Era stato Taemin a parlare, mentre sorseggiava con mani tremanti una tazza di the caldo che avrebbe dovuto calmarlo, ma che in realtà non sembrava sortire proprio nessun effetto.
Minho gli appoggiò un braccio intorno alle spalle facendolo rifugiare sul suo letto e fu lì che Taemin sembrò sciogliersi quel tanto che bastava per smettere di tremare in modo così assurdo.
“No, non possiamo farlo, ma… io devo salvarlo. So che è assolutamente egoista pensare che solo io posso farlo, ma sono sicuro di poterlo fare solo io. Perché sono l’unica che ha notato tutto ciò. Kim Kibum è sempre passato inosservato sotto gli occhi di tutti e io non posso permettere che tutto ciò vada avanti. Voi non avete visto. Potrebbe morire a causa di quelle ferite, sembra non curarle nemmeno. Anche quando premeva per farle smettere di sanguinare, sembrava quasi che premesse apposta così forte. Io ho paura di tutto ciò, se devo essere sincero. Non posso credere che esista un mostro che si è divertito in quel modo su quel corpo”
Minho appoggiò una mano sulla spalla di Jonghyun premendo appena sopra di essa.
“Sai che non ti ho mai visto così serio, Jonghyun? Per una volta tanto sei riuscito a mettere da parte te stesso ed il fatto che quel ragazzino ti abbia rifiutato. Addirittura ora sei arrivato a preoccuparti così tanto di lui. Non c’è che dire, sai? E’ un notevole passo avanti. Sono fiero di te. Sono fiero di te come un padre che vede il proprio figlio iniziare a camminare per la prima volta. E’ una sensazione così forte.

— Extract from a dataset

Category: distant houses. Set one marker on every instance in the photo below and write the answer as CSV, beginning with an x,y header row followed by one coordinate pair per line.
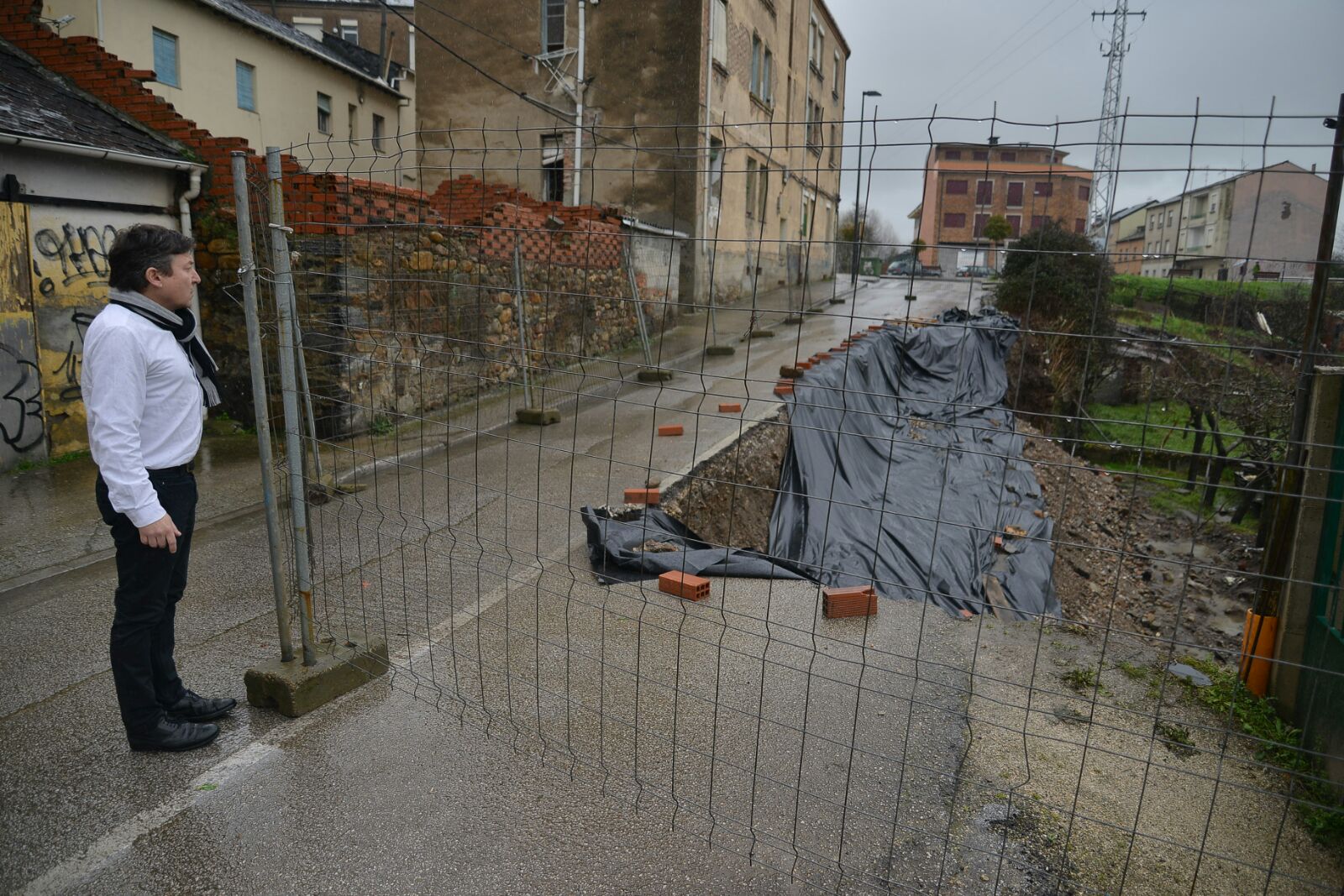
x,y
1258,224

Grazie di essere cresciuto figlio mio”
E servirono proprio le parole di Minho per far cadere un velo un po’ più sereno in quella camera dove fino a quel momento non vi erano stati altri che stati d’animo assolutamente malinconici ad addolorati.
Sì, ci voleva proprio.
Eppure c’era qualcuno che non poteva rilassarsi nemmeno per un secondo perché se lo avesse fatto ci sarebbero state delle conseguenze catastrofiche a tutto ciò, e quel qualcuno era proprio Kim Kibum.
Mentre dall’altra parte della strada, accanto alla sua casa, vi era qualcuno che si stava assurdamente preoccupando per lui, Kim Kibum rimaneva nella sua stanza, con la testa sotto il cuscino cercando di non sentire le parole di suo padre, ormai ubriaco.
“E’ tutta colpa tua, demonio! Se tu non fossi mai nato! Se tu non fossi mai stato concepito, ora io potrei essere felice al fianco di mia moglie! E’ per colpa di demoni come te che il dolore regna incontrastato nella nostra civiltà. Meriti di patire le pene dell’inferno”
E Kibum non poteva che annuire alle sue parole, desiderando di poter scomparire, piangendo perché aveva ucciso sua madre e quel peso continuava a soffocarlo, sempre di più sempre più a lungo.
Ormai aveva imparato anche a punirsi da solo, non era poi così difficile, bastava prendere tanti elastici e legarli intorno alle ferite ed alle cicatrici più dolorose, essi, mentre lui si muoveva, avrebbero fatto il resto.
Perché lui merita di essere punito, lui alla fine non era altro che un demonio.